Knowing More Than You Can Tell

Most of you have some familiarity with Gerson-Lehrman Group (GLG), the phenomenal success story that pioneered the idea of connecting experts on a wide variety of topics with those who needed fast, trustworthy and unbiased insights into a market, a company, a technology … whatever.

Not surprisingly, GLG found most of its clients in the financial sector, from hedge funds to private equity firms and others that needed expert insight fast to inform the often significant investment decisions they were making. These clients paid fat fees, and the experts were well paid for small chunks of their time, and it all went swimmingly for many years.

Where things got awkward is that some investors wanted more than background information: they wanted confidential information. GLG was very aggressive about policing this, understanding that it could damage its business. However, some GLG competitors didn’t have the same ethics, and differentiated themselves by playing on the often-murky line between public information and inside information.
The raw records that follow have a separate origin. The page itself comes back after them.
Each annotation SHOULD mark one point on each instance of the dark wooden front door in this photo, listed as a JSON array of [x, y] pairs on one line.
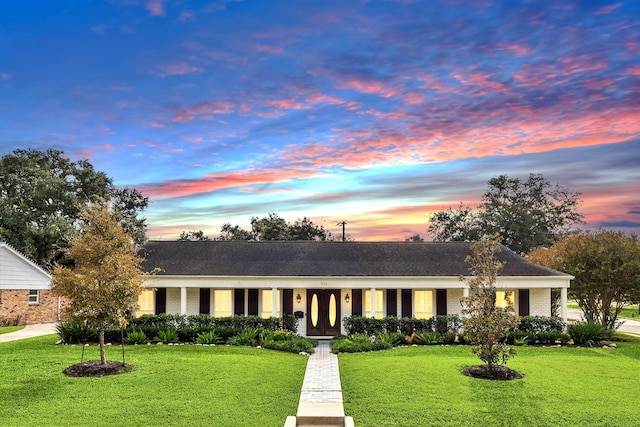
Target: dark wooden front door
[[323, 312]]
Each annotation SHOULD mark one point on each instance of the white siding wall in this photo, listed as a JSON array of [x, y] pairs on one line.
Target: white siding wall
[[193, 300], [540, 302], [173, 300], [453, 301], [19, 273]]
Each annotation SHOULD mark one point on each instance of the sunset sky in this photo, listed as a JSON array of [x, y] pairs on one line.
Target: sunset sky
[[373, 112]]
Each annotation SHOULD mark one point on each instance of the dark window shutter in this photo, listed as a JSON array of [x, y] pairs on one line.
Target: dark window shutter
[[238, 302], [407, 303], [161, 300], [287, 301], [253, 302], [441, 302], [392, 302], [356, 302], [205, 301], [523, 302]]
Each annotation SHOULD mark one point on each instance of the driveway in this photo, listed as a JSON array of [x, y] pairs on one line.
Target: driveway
[[29, 331]]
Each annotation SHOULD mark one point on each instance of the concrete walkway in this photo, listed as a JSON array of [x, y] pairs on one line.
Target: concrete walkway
[[29, 331], [321, 396]]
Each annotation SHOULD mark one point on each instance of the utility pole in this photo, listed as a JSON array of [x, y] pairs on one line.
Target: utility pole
[[343, 223]]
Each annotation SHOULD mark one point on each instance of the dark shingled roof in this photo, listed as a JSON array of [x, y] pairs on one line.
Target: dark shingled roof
[[310, 258]]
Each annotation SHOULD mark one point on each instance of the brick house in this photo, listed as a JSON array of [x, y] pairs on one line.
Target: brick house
[[25, 290], [323, 282]]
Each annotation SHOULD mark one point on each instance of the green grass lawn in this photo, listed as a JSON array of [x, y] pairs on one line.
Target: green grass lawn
[[170, 385], [422, 386], [7, 329]]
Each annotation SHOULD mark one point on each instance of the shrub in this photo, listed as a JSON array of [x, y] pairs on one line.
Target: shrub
[[426, 338], [248, 337], [587, 333], [136, 337], [537, 324], [167, 336], [209, 337]]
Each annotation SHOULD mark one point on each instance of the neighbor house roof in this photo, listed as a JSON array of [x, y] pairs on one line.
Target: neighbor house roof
[[323, 259]]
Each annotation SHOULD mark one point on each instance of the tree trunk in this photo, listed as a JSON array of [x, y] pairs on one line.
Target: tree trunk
[[103, 360]]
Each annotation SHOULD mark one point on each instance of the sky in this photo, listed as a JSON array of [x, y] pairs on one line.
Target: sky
[[373, 112]]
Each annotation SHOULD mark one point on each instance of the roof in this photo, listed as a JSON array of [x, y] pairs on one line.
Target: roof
[[19, 272], [323, 259]]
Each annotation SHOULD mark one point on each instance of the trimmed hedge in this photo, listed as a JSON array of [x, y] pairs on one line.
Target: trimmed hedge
[[406, 325]]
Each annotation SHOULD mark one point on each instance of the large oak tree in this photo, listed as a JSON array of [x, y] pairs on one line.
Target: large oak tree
[[606, 266], [105, 281], [42, 194], [525, 214]]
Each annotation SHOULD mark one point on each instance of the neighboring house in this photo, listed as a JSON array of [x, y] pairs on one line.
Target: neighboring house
[[326, 281], [25, 290]]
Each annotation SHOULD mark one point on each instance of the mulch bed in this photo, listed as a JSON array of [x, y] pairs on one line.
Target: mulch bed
[[95, 368], [500, 373]]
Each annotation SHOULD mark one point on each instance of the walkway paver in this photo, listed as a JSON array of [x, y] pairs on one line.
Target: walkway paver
[[321, 396], [29, 331]]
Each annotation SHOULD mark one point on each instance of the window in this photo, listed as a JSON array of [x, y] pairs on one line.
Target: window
[[379, 309], [267, 308], [423, 304], [33, 296], [222, 306], [504, 299]]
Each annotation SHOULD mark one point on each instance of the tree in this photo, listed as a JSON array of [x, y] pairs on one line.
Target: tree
[[234, 232], [524, 214], [606, 266], [105, 281], [193, 236], [486, 325], [42, 195]]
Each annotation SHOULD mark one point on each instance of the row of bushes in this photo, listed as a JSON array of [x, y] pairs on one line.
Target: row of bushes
[[406, 325], [200, 329]]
This potential to misuse the raft of expert services that now exist continues to cast a pall over another otherwise strong business model.

Enter a new start-up called Emissary. It’s an expert service, but rather than focusing on connecting experts to investors, it seeks to connect experts to salespeople. Want to know how to tailor your pitch to a particular company? Emissary can find someone who knows. Similarly, salespeople often find themselves wondering if they are dealing with a decision-maker or not at a particular company. Say hello to Emissary, whose experts may well have worked at the company in question.

Visit the Emissary website, and you’ll see a carefully crafted message: we’re just people helping other people. At one level, this is certainly true. And connecting a sales team to a recent former employee of the prospect company doesn’t seem to be rife with the same legal and ethical issues that exist for investors, but I suspect Emissary’s long-term success will depend on it also establishing an ethical line in the sand and policing it closely.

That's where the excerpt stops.